Desde el sector gremial, además, confirmaron su adhesión al paro nacional convocado por la CGT para el próximo 10 de abril. También se prevé la realización de nuevas asambleas y medidas de fuerza en caso de no obtener respuestas satisfactorias.

El gremio recuerda que la situación de conflicto no es nueva. A finales del año pasado, el gobierno había anunciado el despido de 3.500 trabajadores del organismo.

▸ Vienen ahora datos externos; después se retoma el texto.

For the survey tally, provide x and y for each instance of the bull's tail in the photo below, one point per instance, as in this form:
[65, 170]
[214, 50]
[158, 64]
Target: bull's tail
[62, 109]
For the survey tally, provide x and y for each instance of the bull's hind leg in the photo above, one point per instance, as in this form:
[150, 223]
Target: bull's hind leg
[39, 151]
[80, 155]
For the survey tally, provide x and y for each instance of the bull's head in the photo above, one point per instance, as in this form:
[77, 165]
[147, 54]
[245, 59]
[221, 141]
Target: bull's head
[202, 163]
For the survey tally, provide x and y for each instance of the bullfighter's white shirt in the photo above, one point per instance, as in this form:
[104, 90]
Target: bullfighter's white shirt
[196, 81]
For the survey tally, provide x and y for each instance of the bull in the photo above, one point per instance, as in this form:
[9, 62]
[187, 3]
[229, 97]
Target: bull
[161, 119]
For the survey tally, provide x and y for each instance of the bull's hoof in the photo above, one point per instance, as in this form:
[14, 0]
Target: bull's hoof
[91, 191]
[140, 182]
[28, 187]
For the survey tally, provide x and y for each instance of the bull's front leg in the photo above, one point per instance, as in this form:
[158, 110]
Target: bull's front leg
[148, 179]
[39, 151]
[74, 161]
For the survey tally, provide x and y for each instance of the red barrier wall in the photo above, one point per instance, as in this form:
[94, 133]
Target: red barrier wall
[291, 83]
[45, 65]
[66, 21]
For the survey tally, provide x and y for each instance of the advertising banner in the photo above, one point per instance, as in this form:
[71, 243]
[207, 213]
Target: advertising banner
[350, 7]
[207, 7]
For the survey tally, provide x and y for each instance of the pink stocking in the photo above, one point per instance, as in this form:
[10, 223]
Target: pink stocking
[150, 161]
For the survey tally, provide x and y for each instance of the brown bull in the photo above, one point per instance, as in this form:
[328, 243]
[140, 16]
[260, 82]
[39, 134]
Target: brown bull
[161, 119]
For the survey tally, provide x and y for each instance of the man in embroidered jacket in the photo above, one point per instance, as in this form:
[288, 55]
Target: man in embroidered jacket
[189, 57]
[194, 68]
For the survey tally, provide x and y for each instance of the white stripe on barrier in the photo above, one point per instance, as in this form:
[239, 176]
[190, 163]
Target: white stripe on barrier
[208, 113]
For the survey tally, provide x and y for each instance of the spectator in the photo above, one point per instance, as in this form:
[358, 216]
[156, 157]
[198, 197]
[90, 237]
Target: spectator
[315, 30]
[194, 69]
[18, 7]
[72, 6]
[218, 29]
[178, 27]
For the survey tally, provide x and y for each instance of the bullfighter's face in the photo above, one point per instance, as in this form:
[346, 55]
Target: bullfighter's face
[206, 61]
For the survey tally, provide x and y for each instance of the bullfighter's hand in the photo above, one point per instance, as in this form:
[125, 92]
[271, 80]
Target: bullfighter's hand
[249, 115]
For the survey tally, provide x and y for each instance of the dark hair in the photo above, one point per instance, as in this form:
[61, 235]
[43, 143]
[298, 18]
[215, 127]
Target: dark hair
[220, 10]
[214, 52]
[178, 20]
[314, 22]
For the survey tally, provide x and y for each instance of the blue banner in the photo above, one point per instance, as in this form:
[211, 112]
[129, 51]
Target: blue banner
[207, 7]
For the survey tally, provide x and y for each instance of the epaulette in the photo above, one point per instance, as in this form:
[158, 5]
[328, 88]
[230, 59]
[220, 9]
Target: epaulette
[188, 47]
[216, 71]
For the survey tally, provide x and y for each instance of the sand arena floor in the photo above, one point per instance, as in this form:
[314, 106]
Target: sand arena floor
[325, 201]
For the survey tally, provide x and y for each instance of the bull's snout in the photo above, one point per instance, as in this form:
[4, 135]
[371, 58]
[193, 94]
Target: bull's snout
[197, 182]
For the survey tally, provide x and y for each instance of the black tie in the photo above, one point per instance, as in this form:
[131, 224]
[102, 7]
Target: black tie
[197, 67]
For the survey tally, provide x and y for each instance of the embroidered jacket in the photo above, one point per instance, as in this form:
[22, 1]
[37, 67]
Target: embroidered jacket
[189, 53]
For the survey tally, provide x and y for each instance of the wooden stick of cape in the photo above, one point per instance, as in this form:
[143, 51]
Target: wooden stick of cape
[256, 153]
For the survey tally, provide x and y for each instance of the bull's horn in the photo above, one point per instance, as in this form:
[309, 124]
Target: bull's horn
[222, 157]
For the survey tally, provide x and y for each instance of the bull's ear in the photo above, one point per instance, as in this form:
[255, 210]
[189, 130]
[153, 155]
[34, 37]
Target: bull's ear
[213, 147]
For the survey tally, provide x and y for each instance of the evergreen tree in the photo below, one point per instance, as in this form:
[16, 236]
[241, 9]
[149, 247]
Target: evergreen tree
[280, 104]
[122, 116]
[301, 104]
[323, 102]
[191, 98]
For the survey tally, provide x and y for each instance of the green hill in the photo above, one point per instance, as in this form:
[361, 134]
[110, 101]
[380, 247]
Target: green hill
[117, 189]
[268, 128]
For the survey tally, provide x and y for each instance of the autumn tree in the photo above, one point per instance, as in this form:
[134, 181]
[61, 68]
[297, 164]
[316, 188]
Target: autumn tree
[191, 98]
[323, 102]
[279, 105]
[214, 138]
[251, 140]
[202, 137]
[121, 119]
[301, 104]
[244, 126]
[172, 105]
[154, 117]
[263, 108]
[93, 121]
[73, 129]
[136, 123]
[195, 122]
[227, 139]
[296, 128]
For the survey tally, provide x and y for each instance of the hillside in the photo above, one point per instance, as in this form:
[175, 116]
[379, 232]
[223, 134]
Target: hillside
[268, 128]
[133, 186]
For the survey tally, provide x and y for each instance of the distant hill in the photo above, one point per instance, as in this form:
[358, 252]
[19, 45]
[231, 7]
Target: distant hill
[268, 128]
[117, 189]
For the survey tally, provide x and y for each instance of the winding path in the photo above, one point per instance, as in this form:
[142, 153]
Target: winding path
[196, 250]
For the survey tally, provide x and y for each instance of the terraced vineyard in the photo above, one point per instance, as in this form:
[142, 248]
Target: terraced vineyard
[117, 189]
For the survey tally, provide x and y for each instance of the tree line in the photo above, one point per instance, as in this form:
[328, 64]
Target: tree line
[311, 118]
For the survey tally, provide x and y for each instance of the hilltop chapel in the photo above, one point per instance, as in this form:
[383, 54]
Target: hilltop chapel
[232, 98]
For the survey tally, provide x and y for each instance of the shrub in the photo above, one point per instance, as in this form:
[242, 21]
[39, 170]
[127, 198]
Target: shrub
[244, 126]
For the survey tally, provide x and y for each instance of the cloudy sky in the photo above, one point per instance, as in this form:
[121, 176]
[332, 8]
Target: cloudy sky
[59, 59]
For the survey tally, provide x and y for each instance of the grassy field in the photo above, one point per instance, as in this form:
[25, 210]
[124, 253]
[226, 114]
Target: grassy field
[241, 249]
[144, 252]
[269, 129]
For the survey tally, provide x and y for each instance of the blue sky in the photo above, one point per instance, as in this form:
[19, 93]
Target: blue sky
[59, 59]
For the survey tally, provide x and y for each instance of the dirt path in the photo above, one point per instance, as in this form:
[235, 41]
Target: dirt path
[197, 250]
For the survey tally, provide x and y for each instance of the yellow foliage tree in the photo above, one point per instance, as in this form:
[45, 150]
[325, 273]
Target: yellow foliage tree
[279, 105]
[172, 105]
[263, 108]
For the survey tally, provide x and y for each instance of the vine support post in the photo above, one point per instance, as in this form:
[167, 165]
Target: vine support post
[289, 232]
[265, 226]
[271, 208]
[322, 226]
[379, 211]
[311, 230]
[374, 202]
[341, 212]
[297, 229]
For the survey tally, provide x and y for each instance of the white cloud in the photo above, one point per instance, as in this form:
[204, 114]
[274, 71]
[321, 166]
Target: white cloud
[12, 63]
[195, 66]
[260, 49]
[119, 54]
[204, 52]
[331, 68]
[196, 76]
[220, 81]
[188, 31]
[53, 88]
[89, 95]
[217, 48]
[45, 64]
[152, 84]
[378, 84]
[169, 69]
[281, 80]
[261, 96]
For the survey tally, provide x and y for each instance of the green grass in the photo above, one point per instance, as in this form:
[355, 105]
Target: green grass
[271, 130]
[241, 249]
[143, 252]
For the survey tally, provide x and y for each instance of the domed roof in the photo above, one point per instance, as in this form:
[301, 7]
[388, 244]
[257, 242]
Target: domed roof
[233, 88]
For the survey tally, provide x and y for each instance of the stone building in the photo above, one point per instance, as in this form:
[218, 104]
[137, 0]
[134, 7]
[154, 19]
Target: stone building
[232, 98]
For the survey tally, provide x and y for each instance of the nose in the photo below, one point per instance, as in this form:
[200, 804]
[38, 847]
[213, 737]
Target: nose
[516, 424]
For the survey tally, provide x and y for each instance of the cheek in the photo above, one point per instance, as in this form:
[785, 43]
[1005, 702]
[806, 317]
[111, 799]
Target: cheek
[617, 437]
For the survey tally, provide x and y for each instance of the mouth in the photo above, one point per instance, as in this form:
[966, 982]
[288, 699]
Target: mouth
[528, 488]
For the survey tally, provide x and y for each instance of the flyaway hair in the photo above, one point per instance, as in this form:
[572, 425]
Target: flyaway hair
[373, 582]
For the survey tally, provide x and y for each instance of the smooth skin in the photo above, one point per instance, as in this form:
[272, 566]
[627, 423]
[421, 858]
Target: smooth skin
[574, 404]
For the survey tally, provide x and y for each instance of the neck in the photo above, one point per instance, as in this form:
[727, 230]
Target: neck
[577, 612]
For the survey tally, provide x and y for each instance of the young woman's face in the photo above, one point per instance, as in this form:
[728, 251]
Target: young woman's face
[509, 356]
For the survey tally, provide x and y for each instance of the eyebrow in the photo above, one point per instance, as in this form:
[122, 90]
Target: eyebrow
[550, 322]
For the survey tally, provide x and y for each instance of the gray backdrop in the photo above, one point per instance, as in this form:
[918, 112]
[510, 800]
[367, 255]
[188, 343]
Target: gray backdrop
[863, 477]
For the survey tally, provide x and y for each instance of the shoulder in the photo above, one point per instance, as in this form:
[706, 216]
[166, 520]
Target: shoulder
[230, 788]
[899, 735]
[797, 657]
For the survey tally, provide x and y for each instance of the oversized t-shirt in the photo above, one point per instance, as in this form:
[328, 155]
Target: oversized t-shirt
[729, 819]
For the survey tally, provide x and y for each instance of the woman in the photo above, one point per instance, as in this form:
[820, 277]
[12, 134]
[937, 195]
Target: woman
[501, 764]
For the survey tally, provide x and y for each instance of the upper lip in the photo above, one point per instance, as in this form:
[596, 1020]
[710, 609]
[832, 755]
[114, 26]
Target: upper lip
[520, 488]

En respuesta, los sindicatos lograron obtener una medida cautelar que impidió los despidos, aunque la incertidumbre persiste.

“La única propuesta que hemos recibido es una extorsión: nos piden que bajemos la medida cautelar que protege a los empleados, lo que abriría la puerta a despidos masivos. No vamos a aceptar algo así”, señaló Rivadavia.

Mientras tanto, el clima de tensión crece entre los trabajadores, quienes temen que nuevos ajustes y cierres sigan afectando sus condiciones laborales. “Hoy le tocó a estos distritos, pero nadie está exento. En cualquier momento, cualquier oficina puede cerrar y dejar a más compañeros en la calle”, concluyó Rivadavia.

La incertidumbre continúa y, con ella, el malestar de cientos de empleados que ven amenazada su fuente de trabajo en un contexto económico y político cada vez más adverso.